Design and comparative parametric analysis using NSGA-II for multivariable constrained optimization of shell and tube heat exchangers

Abstract

Shell and tube heat exchangers (STHXs) have their pioneer use in industrial applications. The scope of this work is to design and optimize shell and tube heat exchanger of five distinct material combinations to comply with the requirements of effectiveness (heat recovery) and total cost as objective functions. For this purpose; thermal design is conducted according to TEMA specification in which tube outer diameter, length of tube, tube pitch, shell diameter, baffle spacing and baffle thickness are considered as primary design parameters. Ɛ-NTU method and Kern method are used to estimate tube side and shell side heat transfer coefficient and pressure drop respectively.
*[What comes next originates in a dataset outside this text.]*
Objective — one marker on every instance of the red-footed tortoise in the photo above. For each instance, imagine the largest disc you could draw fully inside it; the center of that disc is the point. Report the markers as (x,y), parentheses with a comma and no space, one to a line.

For optimization, non-dominated sorting genetic algorithm (NSGA-II) is implemented in Python to attain a set of multiple optimum solutions called ‘Pareto optimal solutions’ stating the maximum effectiveness and the minimum total cost. The range of design parameters of pareto optimal solutions are also reported. Furthermore, responsiveness of total cost with respect to effectiveness of pareto optimal fronts are addressed. The percentage change of effectiveness and total cost are analyzed for 20% increase of input design parameters. Finally, a case study is explored where the optimized design parameters are selected from the pareto optimal fronts depicting the optimal cost about $11400 with effectiveness 0.68. After the different fundamental dimensions are obtained from the thermal design, a detailed mechanical design is also achieved using TEMA specification.